Summary of Alternative Cooling Procedures for Large Bone-In Hams1

Chad Carr and Larry Eubanks2

Introduction

Almost all hams sold within the U.S. are further processed with some hams being sold bone-in, rather than boneless. Commercial market hogs are leaner, faster growing, heavier muscled, and are marketed at heavier weights than 20 years ago, resulting in weight of hams increasing 19% from 1992 to 2003 (Stetzer and McKeith 2003). These heavier hams will have to be cooked longer at a higher temperature to reach desired endpoint temperatures. Likewise, it is more challenging to chill heavier weight hams with a greater surface area.
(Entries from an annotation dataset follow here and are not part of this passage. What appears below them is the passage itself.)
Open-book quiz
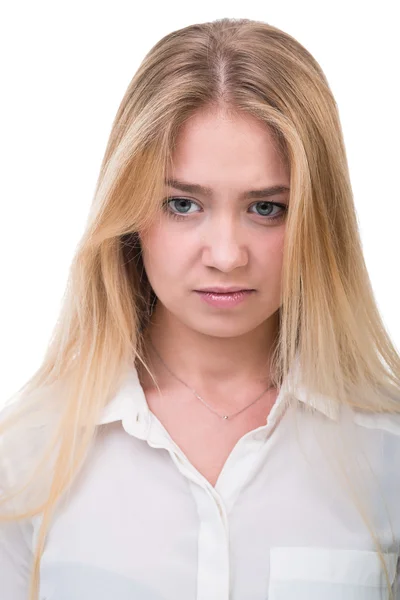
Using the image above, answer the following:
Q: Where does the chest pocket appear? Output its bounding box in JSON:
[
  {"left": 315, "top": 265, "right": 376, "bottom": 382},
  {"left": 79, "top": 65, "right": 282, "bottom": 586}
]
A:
[{"left": 268, "top": 546, "right": 398, "bottom": 600}]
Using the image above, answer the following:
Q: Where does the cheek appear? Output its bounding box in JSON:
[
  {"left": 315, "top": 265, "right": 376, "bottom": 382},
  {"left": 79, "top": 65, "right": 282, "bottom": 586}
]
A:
[
  {"left": 141, "top": 227, "right": 189, "bottom": 279},
  {"left": 255, "top": 229, "right": 284, "bottom": 275}
]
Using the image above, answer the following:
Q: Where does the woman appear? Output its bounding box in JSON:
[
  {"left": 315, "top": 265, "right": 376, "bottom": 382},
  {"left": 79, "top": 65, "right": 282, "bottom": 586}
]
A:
[{"left": 0, "top": 19, "right": 400, "bottom": 600}]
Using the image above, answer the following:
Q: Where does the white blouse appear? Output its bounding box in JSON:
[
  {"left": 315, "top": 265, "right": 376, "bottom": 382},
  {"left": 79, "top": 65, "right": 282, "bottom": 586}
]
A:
[{"left": 0, "top": 368, "right": 400, "bottom": 600}]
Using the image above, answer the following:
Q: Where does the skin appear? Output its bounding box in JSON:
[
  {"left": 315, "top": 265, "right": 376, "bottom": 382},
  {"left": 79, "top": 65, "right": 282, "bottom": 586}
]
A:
[{"left": 140, "top": 109, "right": 290, "bottom": 412}]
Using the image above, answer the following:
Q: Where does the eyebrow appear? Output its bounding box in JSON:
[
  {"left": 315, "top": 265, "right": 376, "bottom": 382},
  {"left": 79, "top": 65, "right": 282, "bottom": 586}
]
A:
[{"left": 164, "top": 179, "right": 290, "bottom": 199}]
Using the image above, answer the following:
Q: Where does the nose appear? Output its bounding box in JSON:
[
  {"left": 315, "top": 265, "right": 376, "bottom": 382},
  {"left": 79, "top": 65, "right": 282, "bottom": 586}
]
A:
[{"left": 202, "top": 217, "right": 248, "bottom": 272}]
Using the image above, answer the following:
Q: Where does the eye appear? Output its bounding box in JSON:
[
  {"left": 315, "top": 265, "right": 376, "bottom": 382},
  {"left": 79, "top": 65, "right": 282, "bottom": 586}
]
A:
[
  {"left": 251, "top": 200, "right": 287, "bottom": 221},
  {"left": 166, "top": 198, "right": 197, "bottom": 215}
]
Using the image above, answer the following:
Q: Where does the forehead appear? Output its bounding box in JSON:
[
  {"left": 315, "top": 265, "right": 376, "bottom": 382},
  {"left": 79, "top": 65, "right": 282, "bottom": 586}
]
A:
[{"left": 168, "top": 110, "right": 288, "bottom": 187}]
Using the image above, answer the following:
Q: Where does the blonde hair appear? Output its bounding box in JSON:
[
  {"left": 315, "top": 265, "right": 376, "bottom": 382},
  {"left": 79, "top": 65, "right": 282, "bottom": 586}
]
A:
[{"left": 0, "top": 18, "right": 400, "bottom": 600}]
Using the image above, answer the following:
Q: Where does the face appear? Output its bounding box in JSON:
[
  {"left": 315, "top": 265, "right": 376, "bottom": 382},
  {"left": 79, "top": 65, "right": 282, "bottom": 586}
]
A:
[{"left": 141, "top": 106, "right": 290, "bottom": 337}]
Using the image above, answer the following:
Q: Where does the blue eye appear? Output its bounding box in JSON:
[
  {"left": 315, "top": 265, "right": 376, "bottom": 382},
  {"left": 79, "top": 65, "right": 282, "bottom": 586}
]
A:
[{"left": 163, "top": 197, "right": 288, "bottom": 221}]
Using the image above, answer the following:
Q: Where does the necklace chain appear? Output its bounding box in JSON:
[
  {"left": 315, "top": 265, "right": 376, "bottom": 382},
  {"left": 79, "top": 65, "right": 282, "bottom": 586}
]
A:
[{"left": 149, "top": 338, "right": 274, "bottom": 420}]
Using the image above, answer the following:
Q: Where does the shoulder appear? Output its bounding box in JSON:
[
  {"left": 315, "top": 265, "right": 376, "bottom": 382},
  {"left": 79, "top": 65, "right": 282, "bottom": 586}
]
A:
[{"left": 352, "top": 405, "right": 400, "bottom": 438}]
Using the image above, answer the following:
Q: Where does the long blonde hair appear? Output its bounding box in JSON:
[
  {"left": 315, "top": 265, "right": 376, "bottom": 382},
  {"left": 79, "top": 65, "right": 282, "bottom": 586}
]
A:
[{"left": 0, "top": 18, "right": 400, "bottom": 600}]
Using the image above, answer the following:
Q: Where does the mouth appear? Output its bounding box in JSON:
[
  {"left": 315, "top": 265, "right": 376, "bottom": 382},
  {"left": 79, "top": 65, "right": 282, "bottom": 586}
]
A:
[{"left": 194, "top": 286, "right": 255, "bottom": 295}]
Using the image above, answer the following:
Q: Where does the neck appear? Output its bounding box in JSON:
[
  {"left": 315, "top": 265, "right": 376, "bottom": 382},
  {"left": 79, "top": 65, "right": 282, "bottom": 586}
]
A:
[{"left": 140, "top": 303, "right": 278, "bottom": 394}]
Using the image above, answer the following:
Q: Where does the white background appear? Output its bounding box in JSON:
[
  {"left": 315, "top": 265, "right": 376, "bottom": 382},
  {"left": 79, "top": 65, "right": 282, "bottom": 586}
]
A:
[{"left": 0, "top": 0, "right": 400, "bottom": 402}]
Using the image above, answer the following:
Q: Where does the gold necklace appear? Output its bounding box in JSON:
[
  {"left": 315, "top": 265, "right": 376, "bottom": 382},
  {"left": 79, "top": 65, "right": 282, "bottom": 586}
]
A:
[{"left": 148, "top": 338, "right": 274, "bottom": 420}]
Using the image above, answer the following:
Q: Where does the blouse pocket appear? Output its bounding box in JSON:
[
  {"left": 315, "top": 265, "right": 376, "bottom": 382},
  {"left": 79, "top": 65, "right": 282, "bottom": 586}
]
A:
[{"left": 268, "top": 546, "right": 398, "bottom": 600}]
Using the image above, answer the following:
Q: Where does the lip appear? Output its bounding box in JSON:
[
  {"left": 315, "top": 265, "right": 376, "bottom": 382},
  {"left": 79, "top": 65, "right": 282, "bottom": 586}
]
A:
[
  {"left": 194, "top": 285, "right": 255, "bottom": 294},
  {"left": 196, "top": 289, "right": 255, "bottom": 309}
]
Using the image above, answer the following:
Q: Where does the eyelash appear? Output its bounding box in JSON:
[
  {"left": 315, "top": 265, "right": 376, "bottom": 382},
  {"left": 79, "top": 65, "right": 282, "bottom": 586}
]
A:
[{"left": 163, "top": 196, "right": 288, "bottom": 221}]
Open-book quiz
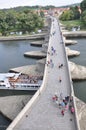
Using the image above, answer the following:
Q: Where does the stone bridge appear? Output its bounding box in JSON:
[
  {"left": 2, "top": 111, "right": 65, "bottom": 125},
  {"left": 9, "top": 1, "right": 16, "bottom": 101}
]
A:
[{"left": 7, "top": 17, "right": 80, "bottom": 130}]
Clostridium perfringens is a bacteria commonly found in soil, water, and air that cross-contaminates the external surface of carcasses during processing (McClung 1945; Dische and Elek 1957). The inside of a whole-muscle product is essentially sterile, but bacteria can be introduced from the outside surface during needle injection. Cooking meat products to a proper endpoint temperature (≥148°F) kills the vegetative bacterial cells. During the cooling process, germinated C. perfringens spores will grow in the absence of oxygen, and growth is maximized at temperatures from 60 to 130°F (Kalinowski et al. 2003). Therefore, C. perfringens is the primary pathogen of concern during cooling of red meat products. A person must consume approximately 106–107 or 1,000,000 to 10,000,000 C. perfringens spores to result in food-borne illness (McClung 1945; Dische and Elek 1957; Kalinowski et al. 2003).

In 1999, the Food Safety Inspection Service (FSIS) branch of the U.S. Department of Agriculture (USDA) published a performance standard known as Appendix B Guidelines for Cooling Heat-Treated Meat and Poultry Products (Stabilization). The guidelines require that cooked meat and poultry products must have less than a 1 log growth of spore-forming bacteria, such as C. perfringens, during cooling or stabilization (USDA 1999b). USDA enforces the compliance of these guidelines, or a scientifically valid alternative, to be followed to prevent bacterial growth and ultimately food-borne illness. Appendix B recommends cured meat should be chilled from 130°F to 80°F within five hours and then from 80°F to 45°F in an additional ten hours for a total chilling time of fifteen hours.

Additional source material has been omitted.